The Berlin piece is the one that stays with me. It opens with rage: ten degrees colder than anywhere else, wind in your face, dog shit underfoot, bag strap broken, cab driver won’t shut up, favorite graffiti buffed off the wall on Torstraße. Five months in tropical heat at forty degrees and then straight back into the worst European winter, which in Berlin is a very specific kind of worst. You’re back in the place you love and it’s actively attacking you and you’re screaming FUCK DIS SHIT ALTER into the street at nobody. And then you’re home. It’s a love letter because it has to be—the city is so much itself that even when it’s ruining your day it’s still the only place that feels right.
Solitude I’ve thought about differently at different points in my life. The distinction that keeps coming back: alone isn’t the same as lonely, even when they overlap in the middle of an ordinary afternoon. There are people who move through the world naturally solo and people who need to be surrounded, and both are fine, and the extremes of both are disasters. I’ve never fully resolved where I sit on that axis.
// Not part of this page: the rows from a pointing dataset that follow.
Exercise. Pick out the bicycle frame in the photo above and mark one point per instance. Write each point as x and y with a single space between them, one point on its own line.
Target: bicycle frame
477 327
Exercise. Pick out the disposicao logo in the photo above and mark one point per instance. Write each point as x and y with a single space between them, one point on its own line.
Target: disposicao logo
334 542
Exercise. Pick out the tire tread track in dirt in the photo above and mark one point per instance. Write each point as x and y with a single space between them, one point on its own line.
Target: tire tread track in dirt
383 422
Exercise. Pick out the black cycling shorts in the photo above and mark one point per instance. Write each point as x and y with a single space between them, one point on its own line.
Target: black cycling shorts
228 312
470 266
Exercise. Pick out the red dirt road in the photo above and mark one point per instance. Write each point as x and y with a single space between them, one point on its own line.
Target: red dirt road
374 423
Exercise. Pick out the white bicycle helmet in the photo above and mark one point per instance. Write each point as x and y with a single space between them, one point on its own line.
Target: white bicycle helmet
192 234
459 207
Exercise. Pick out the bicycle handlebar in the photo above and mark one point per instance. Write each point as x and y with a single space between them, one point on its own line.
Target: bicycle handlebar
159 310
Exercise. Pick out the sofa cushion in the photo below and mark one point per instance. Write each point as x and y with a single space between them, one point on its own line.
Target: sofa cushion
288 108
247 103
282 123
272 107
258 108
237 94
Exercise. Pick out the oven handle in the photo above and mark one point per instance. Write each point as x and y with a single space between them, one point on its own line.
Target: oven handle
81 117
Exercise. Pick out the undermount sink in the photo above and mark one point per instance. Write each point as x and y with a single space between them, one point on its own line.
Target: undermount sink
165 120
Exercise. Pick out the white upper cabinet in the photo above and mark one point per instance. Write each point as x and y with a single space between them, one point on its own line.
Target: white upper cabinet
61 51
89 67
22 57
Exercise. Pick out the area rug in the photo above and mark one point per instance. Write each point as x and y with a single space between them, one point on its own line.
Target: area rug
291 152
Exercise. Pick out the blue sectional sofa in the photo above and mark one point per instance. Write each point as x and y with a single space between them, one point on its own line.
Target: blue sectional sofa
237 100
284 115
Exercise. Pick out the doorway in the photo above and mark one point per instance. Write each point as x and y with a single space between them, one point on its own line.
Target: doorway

Emily Scarlett Romain was twenty-three and photographing everything on 35mm—night adventures in strangers’ apartments, a trip to Berlin, a fat stupid-looking cat. The prints were showing in London galleries. What gets me about that kind of work is the way she made the ordinary look like something she was going to miss before she even left the room. You recognize that feeling immediately. You know exactly what it costs.